8. Low-code and no-code platforms
Although low-code and no-code development platforms are sometimes still met with hesitancy, they help companies simplify their deployment processes and roll out deployments much faster than usual, gaining productivity. They also allow non-developers to participate more actively and hands-on in development processes. While large projects definitely need experienced developers, low-code and no-code development platforms help organizations develop specific, simpler types of applications (such as reservation management systems and HR tools among others) and automate workflows.
A similar trend can be observed in data integration: organizations are prioritizing low-code and no-code integration platforms, rather than internally or externally developed code-based solutions, for the speed of integration and ease of use they offer. And from these two, no-code platforms are definitely the better choice for organizations, although almost no vendors propose data integrations that are truly no-code at the moment. ZigiWave does.
9. Infrastructure as code (IaC)
Infrastructure as Code (IaC), or the automated provisioning and management of infrastructure with code, rather than with manual operations, is an essential DevOps practice that continues to gain traction in 2021.
The infrastructure in question could be networks, VMs, load balancers, storage, or topology, and is managed through configuration files. It helps solve the challenge of inconsistency in deployment environments and allows the deployment of the same configurations with consistency and accuracy, which improves the speed and efficiency of dev work.

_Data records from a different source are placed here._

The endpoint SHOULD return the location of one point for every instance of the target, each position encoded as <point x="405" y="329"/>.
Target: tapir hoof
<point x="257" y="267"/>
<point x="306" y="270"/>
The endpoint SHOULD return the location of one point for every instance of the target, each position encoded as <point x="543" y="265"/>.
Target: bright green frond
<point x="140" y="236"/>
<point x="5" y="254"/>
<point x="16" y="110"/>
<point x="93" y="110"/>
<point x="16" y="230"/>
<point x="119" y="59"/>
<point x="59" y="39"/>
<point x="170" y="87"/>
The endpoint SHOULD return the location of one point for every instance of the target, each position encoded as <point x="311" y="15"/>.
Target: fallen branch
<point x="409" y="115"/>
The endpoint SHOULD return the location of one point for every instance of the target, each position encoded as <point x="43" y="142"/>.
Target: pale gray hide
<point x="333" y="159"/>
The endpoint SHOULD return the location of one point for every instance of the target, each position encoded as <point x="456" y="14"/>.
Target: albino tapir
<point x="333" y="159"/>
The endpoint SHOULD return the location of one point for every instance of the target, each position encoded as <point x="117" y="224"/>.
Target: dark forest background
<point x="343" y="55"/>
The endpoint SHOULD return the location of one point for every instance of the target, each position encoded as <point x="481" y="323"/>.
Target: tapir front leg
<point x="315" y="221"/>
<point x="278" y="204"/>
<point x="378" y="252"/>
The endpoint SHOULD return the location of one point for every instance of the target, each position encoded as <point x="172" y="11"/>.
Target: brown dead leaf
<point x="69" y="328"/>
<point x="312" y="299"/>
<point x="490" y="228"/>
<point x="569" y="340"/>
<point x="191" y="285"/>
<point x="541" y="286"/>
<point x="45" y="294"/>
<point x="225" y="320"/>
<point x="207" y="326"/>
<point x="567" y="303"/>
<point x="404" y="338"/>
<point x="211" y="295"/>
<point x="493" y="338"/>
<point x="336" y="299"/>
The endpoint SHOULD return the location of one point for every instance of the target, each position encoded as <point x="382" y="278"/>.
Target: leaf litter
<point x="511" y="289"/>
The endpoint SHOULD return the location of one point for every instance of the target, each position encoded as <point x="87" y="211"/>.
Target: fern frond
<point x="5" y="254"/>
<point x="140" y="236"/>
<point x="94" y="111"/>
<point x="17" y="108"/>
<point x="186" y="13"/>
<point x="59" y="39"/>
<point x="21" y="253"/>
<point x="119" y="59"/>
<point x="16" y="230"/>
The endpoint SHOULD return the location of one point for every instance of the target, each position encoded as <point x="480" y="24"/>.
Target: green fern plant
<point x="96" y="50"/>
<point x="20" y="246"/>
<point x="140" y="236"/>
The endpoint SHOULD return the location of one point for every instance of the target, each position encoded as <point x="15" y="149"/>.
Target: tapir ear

10. Cloud-native approaches are becoming the norm
Cloud-native, containerized deployments are now becoming standard. Of course, cloud-native development is not new: companies like Netflix, Airbnb, Spotify, and Mastercard have been using it for years. Many organizations are now enthusiastically joining in, however, as the advantages of cloud-native deployments are becoming more and more obvious. Cloud deployments allow for infinite scalability, high availability, resilience, and near-immediate recovery.
As you could see, DevOps is constantly evolving: it helps companies deliver value faster, and due to its wide adoption, transformations are occurring constantly, and new trends are emerging.
At the same time, challenges to the adoption of a DevOps framework are still there: according to a Google Cloud report for Harvard Business Review, organizational silos are the top obstacle in the fast value creation and delivery, for 50% of the businesses surveyed. This only goes to show how essential cross-team communication is: flexible, highly scalable data integrations are becoming more and more necessary, especially as distributed teams and hybrid models are becoming the norm.